NASHUA, N.H. -- Newt Gingrich declared that the congressional "Super Committee's collapse" would be "good for America."
"I think it's going to fail,” Gingrich said at a campaign stop at Rivier College. “And I think it should fail, because it's exactly wrong.”
Today is considered the final day for Democrats and Republicans to agree on a plan that would need pass before Thanksgiving in order to avoid automatic spending cuts to Defense and social programs.
"It's not that Washington is inherently gridlocked,” the former Speaker contended. “It is that the current players are behaving in the current way are inherently gridlocked. It's partially president's fault, partially Congress's fault, but it's a mess.”

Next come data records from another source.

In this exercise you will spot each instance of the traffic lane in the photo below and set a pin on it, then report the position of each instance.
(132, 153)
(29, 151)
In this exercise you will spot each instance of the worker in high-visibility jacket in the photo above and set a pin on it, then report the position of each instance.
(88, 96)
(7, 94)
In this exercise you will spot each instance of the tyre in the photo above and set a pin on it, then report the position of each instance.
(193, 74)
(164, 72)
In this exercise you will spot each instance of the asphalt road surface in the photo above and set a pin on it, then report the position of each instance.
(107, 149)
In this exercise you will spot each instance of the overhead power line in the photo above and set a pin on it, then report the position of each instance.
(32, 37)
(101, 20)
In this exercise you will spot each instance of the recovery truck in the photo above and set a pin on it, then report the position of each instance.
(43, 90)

He added, "They were trying to break out of the mess by being, in my judgment, even dumber -- that is creating a committee of 12 picked by the political leadership to magically get in a room to come up something that 535 couldn't solve. It's profoundly the wrong direction.... It's a major reason I am running for president.”

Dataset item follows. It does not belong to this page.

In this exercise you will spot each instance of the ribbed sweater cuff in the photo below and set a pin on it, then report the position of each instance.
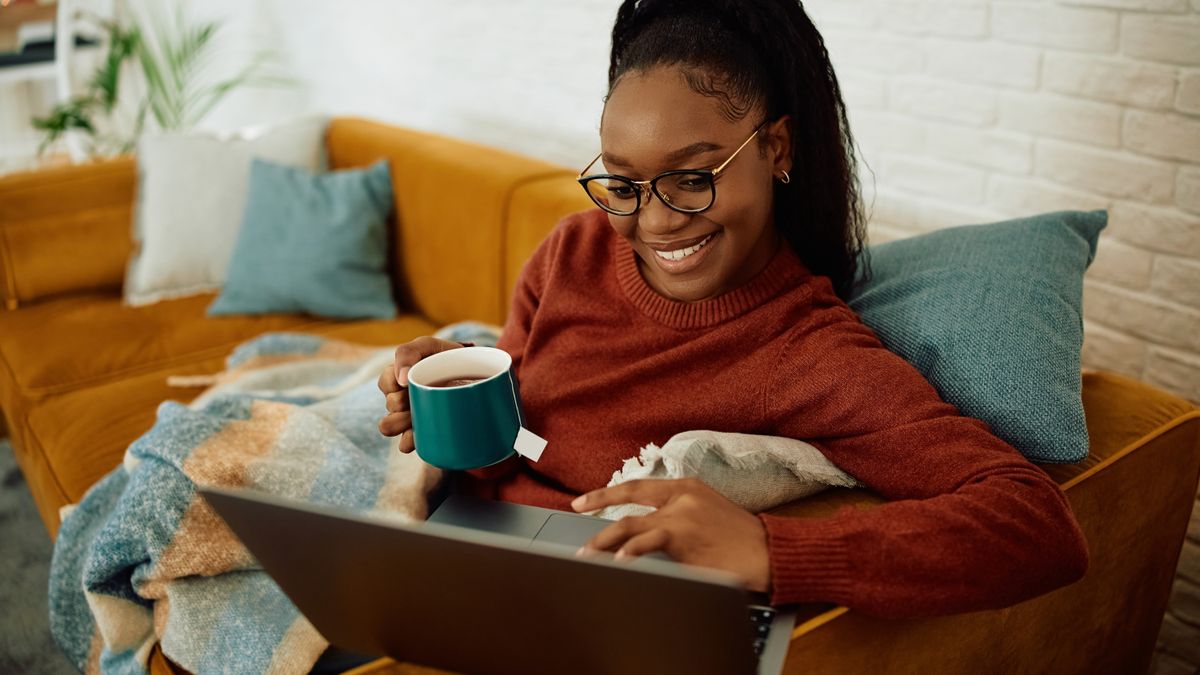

As for what he would propose if he were in office, Gingrich was unclear. He said he encourages every subcommittee to revisit their budgets and cut spending, and he does not support repealing the Bush tax cuts.

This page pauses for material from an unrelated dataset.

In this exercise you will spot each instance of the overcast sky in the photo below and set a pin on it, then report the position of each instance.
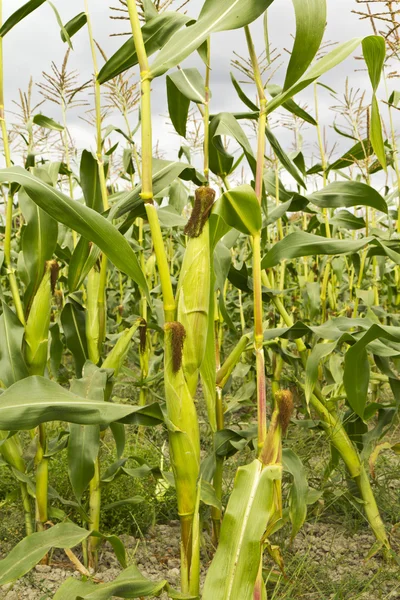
(34, 43)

"I'm in favor of not raising any taxes on an economy that has 9% unemployment," he said. "The reason is simple -- we know how to create jobs."
Gingrich, whose campaign team quit on him months ago and was low on resources, has ridden his debate performances -- and benefited from the stumbles of rivals -- to higher poll numbers both nationally and in New Hampshire. Today, he attempted to distinguish himself from the rest of the GOP field and make a general-election argument focused on those debate performances.
"If you stop and ask yourself, 'It's October of 2012, we get to the debates -- who do you want to have debate Obama to draw clarity between the various lies he will be telling and the truth?'” Gingrich said. “And I think most people end up thinking I'm a better debater than my friends are.”
Gingrich also slammed Obama on spending and leadership, calling his administration "a 16-year-old with the first credit-card kind of problem."
On immigration, Gingrich quipped, "FedEx and UPS track 24 million packages…. They allow you to track them at no extra cost. The federal government cannot currently find a million people," he said to laughter. "FedEx and UPS can track packages while they're moving; the federal government can't find people when they're sitting still! My policy is send everybody a package."